State parks in the U.S. are facing a challenge that should be a success story: More people are seeking out everything the parks have to offer, including the opportunity to access nature closer to home.
Outdoor recreation has been on a steady incline for the last several years, as people are looking for new ways to disconnect in nature, new places to camp, and new experiences on public lands. And with state parks seeing record visitation, the communities that surround them benefit from the increased tourism. Our team has seen this effect first-hand, in our backyards in Michigan, Colorado, and California.
But the infrastructure supporting these experiences has not kept pace, and many parks are operating with systems designed decades ago. This includes aging facilities, limited utilities, outdated accommodations, and infrastructure that wasn’t built for today’s level of demand, especially amid growing EV adoption.
And while a tempting solution might be to simply build more infrastructure, the real challenge is to build it differently.
Infrastructure Built for a Different Era
Traditional infrastructure development involves planning, permitting, funding, and building processes that can take years and cost millions of dollars. That timeline might make sense for permanent structures that are expected to serve the same purpose for generations.
But public lands are dynamic. Things like visitor patterns, climate conditions, communities, and technology can (and do) change rapidly, and as they do, the needs of state parks change as well. A campground that made sense 30 years ago may not serve the visitors of today, and certainly not those of tomorrow.
The next generation of park infrastructure needs to meet these evolving demands by being deployable, flexible, resilient, and low-impact. The goal should be to expand access to nature by building infrastructure that can operate through disruptions and changes in environmental conditions, without being limited by multi-year construction timelines.
And this is where modular infrastructure becomes important. Instead of building around permanent, one-time construction projects, parks should begin thinking in terms of adaptable systems that can be scaled over time and upgraded instead of replaced.
The Energy Independence Issue
One of the biggest barriers to expanding infrastructure in remote locations is access to energy. Extending utilities to new areas can be expensive, slow, and disruptive to nature—but without reliable power, many modern amenities just aren’t possible.
Reliable energy enables more than electricity. It supports improved visitor experiences, remote operations, water and waste systems, communications, safety systems, emergency response capabilities, and more. This is why energy independence and energy resilience are increasingly becoming key parts of infrastructure planning.
We’re not arguing that every park or campground needs to be able to operate completely independent from the grid. But having the ability to generate and manage power locally creates a whole lot more options.
A New Model for Public Land Infrastructure
Improving infrastructure in natural spaces doesn’t automatically mean making these spaces less natural, or less special.
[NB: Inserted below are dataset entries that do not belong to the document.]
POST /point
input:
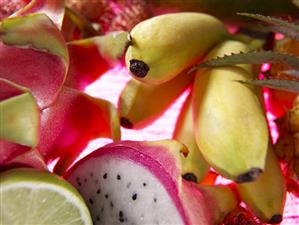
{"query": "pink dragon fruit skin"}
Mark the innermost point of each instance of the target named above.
(159, 162)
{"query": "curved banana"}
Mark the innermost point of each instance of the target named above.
(165, 45)
(194, 166)
(140, 104)
(266, 196)
(230, 125)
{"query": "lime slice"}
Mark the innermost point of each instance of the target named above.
(31, 197)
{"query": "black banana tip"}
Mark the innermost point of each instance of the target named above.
(275, 219)
(249, 176)
(190, 177)
(138, 68)
(124, 122)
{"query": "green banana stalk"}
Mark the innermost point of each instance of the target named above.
(230, 125)
(266, 196)
(140, 104)
(194, 166)
(163, 46)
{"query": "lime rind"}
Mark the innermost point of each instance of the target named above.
(43, 190)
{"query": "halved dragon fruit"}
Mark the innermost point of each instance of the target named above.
(140, 183)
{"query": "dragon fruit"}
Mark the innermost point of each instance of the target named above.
(140, 183)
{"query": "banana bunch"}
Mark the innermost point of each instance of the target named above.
(222, 122)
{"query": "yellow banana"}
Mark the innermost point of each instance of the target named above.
(140, 104)
(163, 46)
(266, 196)
(230, 125)
(194, 166)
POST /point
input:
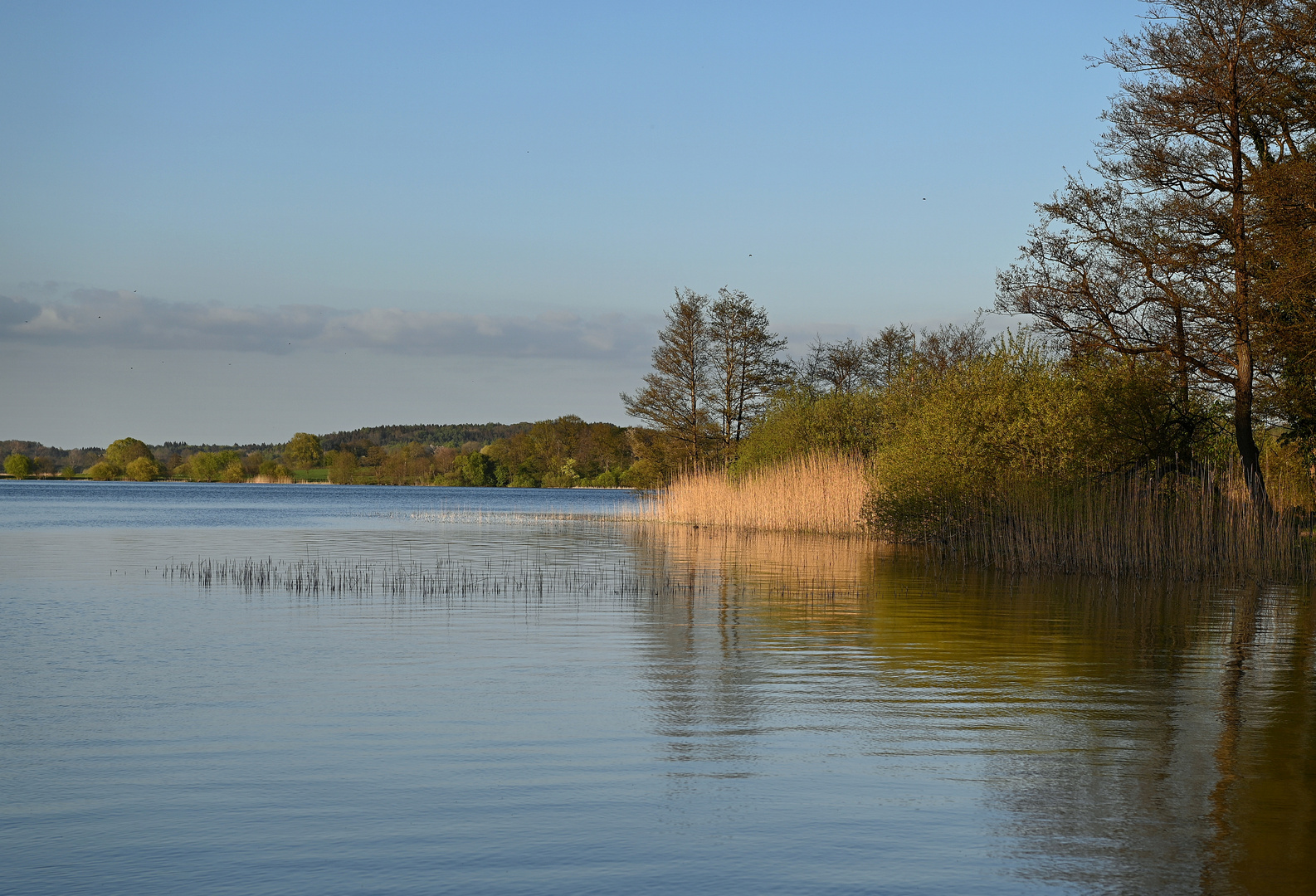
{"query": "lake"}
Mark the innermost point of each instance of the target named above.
(608, 709)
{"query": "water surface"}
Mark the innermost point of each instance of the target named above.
(737, 714)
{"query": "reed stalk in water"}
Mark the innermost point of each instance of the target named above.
(820, 494)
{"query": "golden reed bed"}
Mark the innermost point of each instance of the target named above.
(813, 494)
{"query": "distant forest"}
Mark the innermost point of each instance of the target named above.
(550, 453)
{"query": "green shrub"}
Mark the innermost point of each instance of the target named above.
(105, 471)
(125, 450)
(144, 469)
(17, 466)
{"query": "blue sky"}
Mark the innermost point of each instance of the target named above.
(490, 204)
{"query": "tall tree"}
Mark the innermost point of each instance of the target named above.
(673, 397)
(743, 362)
(889, 353)
(1160, 258)
(842, 366)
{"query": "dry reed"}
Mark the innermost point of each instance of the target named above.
(318, 577)
(819, 494)
(1154, 523)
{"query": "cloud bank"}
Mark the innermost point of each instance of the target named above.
(105, 319)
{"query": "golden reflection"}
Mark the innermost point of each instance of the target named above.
(1140, 737)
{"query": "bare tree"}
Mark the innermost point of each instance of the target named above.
(887, 354)
(745, 365)
(673, 397)
(842, 366)
(1161, 257)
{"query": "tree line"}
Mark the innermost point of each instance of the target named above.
(1169, 290)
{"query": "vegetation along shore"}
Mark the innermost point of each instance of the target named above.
(1152, 410)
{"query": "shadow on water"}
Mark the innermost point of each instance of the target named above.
(1129, 736)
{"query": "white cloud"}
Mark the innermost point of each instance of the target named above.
(107, 319)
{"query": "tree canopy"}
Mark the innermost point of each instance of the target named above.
(1177, 251)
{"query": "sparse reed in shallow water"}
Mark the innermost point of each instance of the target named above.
(362, 578)
(819, 494)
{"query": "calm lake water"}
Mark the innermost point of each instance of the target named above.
(674, 712)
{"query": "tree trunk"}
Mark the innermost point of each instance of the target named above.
(1248, 450)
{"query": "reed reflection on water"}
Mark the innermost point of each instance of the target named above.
(675, 709)
(1141, 737)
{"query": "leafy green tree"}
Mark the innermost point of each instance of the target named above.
(144, 469)
(475, 469)
(1163, 257)
(105, 471)
(17, 466)
(674, 395)
(343, 467)
(125, 450)
(743, 363)
(303, 451)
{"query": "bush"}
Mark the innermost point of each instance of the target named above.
(642, 474)
(17, 466)
(144, 469)
(303, 450)
(105, 471)
(475, 470)
(125, 450)
(206, 466)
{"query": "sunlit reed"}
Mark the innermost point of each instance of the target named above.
(819, 494)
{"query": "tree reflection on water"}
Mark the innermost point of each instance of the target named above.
(1129, 736)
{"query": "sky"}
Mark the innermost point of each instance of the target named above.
(228, 222)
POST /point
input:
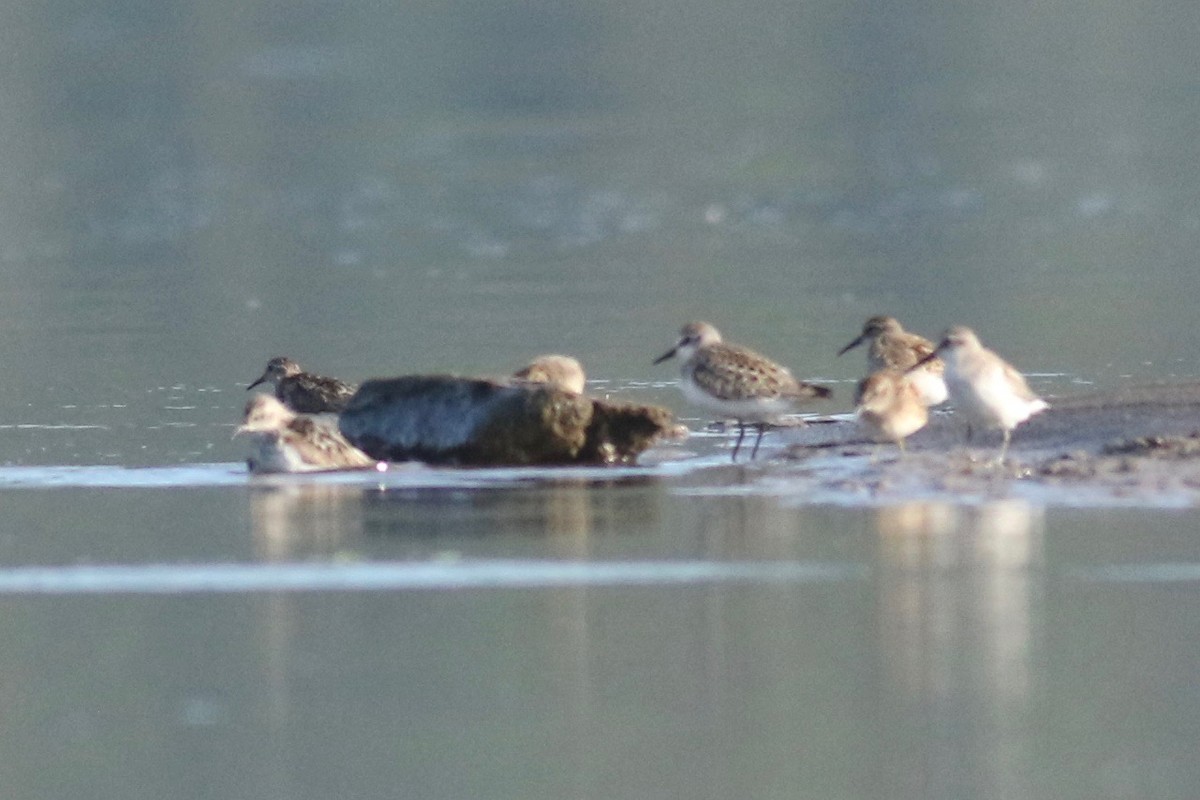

Rather than building more of the same, the future-proof approach includes creating systems that allow more people to experience these places while respecting the environments that make them valuable.
With less dependence on large-scale construction comes more flexibility and smaller footprints. The goal should be making parks more accessible, resilient, and operationally sustainable.
At Electric Outdoors, we believe that the future of outdoor infrastructure is modular, resilient, and quickly deployable. We’re building off-grid infrastructure backed by a software platform that becomes smarter with every deployment. The system is designed to support changing needs over time. This can include everything from lodging that can quickly increase capacity during peak seasons, to temporary facilities after a natural disaster, to reliable infrastructure for remote locations without the headache of grid expansion.
These are all examples of the same challenge: How do we create infrastructure that can go where it’s needed, when it’s needed?
Our Perspective
Public lands are some of our most valuable assets. They support recreation, tourism, conservation, community, and economic growth. But preserving these spaces doesn’t always mean leaving them completely untouched. Rather, it means being thoughtful about how we invest in them.
The next generation of park infrastructure should not be defined by bigger projects and longer timelines. It should be defined by smarter systems that are faster to deploy, easier to adapt, and more resilient.
When infrastructure works better, it gives more people access to the outdoors.